There are are a lot of possibilities for an app that can do everything Checkfront says it can and deliver on it.

Currently, the app is in beta, but appears very robust.  Some of the more tedious things like entering a lot of inventory data, allow for CSV import, but for the most part, setting up a new business on Checkfront is time-consuming.  There isn’t a way around that without making the app useless, though, so that’s not points away from Checkfront by any means.

Once you’re set up with some data, though, it delivers a lot of useful tools.  You can schedule appointment types in various categories (most of the defaults center on hotel reservations or dining reservations) with price tags included.  So the South Wing could be set up to have 8 rooms at $100/each per night, for instance, while the Presidential Suite has only one listing and is $300/night.  Ad in some specialty products that can be set up to be waiting in your room (say, special bath salts or organic cleaning service) with more price tags, and you’ll begin to see how versatile Checkfront can be.

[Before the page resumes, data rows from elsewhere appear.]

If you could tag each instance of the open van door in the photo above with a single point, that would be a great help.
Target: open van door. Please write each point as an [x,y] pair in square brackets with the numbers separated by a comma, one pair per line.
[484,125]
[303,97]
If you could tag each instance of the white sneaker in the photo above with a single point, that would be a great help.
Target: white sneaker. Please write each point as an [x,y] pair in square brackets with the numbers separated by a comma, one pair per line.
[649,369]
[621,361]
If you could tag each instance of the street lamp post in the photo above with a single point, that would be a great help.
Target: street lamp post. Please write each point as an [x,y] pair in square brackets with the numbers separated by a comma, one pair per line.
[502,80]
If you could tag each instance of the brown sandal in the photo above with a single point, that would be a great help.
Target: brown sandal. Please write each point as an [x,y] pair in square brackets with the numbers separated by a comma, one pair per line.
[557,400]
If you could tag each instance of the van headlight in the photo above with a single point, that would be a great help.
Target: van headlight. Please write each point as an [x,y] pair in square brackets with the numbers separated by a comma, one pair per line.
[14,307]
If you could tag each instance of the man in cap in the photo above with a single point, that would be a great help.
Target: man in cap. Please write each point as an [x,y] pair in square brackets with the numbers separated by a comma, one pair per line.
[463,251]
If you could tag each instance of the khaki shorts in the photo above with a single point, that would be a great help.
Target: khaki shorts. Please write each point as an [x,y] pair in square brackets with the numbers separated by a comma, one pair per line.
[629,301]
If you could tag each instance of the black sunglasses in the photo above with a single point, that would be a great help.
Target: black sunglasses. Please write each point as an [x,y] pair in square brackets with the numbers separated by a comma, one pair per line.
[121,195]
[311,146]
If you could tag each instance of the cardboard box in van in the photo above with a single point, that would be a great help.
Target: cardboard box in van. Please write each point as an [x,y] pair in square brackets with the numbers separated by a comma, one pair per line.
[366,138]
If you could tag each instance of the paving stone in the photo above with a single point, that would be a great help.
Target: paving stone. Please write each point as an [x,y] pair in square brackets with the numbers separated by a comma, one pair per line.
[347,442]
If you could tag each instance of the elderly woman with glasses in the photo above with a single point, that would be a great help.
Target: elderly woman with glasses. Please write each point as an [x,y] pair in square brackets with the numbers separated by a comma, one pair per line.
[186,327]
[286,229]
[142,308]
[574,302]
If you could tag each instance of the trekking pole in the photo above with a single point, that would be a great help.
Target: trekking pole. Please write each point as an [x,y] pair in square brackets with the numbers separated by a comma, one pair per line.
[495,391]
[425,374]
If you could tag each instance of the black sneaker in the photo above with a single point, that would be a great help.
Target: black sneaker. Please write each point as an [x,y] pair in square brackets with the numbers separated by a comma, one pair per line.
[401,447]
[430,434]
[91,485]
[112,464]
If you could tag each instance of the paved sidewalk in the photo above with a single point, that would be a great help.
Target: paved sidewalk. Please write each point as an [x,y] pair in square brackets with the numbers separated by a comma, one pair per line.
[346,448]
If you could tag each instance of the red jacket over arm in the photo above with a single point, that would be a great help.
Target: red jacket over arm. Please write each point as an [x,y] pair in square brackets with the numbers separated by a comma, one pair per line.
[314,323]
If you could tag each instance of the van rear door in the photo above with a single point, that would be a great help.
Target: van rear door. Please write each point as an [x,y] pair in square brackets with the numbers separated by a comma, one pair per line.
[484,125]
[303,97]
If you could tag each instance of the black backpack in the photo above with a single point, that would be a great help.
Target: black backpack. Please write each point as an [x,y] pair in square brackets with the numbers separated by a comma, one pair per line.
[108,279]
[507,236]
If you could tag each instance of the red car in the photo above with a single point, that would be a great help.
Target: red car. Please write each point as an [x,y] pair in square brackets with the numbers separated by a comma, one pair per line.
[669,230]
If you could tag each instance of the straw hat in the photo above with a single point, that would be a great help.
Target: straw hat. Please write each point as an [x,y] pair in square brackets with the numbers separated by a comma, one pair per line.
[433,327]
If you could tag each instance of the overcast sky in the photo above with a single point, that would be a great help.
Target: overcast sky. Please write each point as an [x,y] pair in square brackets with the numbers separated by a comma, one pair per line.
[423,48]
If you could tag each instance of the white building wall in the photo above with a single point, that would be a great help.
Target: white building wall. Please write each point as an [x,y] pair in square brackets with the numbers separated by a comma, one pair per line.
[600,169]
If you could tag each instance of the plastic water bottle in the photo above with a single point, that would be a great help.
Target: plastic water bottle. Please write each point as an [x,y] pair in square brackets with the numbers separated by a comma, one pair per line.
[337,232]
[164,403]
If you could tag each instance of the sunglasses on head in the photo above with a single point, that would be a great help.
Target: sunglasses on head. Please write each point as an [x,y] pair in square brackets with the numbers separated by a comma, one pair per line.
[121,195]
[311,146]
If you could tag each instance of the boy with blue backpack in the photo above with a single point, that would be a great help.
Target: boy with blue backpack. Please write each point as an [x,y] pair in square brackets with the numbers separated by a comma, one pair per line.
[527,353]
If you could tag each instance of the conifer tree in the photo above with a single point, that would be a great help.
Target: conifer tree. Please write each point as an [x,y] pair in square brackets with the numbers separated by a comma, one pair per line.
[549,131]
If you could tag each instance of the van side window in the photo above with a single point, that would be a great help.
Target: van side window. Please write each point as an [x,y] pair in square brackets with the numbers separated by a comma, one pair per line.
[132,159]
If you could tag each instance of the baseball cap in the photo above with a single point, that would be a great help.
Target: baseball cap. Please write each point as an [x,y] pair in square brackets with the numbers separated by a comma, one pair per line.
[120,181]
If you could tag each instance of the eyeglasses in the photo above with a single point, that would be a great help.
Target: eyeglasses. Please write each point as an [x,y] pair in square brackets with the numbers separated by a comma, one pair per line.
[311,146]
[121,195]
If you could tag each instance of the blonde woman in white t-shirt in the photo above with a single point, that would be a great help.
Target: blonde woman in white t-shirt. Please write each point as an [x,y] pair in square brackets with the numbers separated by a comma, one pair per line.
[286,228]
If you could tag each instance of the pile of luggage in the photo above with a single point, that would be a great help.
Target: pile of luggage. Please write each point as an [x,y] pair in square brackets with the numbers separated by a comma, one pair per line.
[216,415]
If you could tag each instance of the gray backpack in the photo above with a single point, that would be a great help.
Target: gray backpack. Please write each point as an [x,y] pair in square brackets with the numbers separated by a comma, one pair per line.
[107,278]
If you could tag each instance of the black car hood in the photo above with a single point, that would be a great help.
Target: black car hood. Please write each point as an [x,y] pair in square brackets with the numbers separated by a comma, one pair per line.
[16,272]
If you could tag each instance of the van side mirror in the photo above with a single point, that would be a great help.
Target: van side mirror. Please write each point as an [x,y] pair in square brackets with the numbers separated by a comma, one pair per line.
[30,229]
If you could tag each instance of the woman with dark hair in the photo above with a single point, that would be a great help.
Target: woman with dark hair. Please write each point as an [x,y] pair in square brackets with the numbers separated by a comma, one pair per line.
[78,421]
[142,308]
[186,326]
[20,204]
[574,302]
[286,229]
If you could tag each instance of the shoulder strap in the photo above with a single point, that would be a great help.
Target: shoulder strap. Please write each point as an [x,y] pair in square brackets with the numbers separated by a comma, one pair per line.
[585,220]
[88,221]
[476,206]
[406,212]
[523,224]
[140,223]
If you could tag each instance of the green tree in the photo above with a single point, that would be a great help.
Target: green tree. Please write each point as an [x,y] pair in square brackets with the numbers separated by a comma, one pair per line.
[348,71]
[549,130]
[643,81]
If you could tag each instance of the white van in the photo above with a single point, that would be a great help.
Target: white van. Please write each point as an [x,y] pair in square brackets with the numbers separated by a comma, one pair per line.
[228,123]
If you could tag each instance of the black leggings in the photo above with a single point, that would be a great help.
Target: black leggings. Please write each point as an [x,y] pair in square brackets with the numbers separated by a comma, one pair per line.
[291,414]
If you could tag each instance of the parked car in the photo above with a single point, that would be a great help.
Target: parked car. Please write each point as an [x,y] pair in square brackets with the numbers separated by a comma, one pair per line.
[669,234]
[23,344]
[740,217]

Reporting leaves a little to be desired if you’re a serious graph hound and number cruncher, but for most it’s probably just about what you’d need.

The app is free to try and worth checking out.  Unless you’re very new or have some time, though, don’t expect to build your entire business into Checkfront in an afternoon.  If you plan to integrate it into your website, it does have an API you can have your developer link with.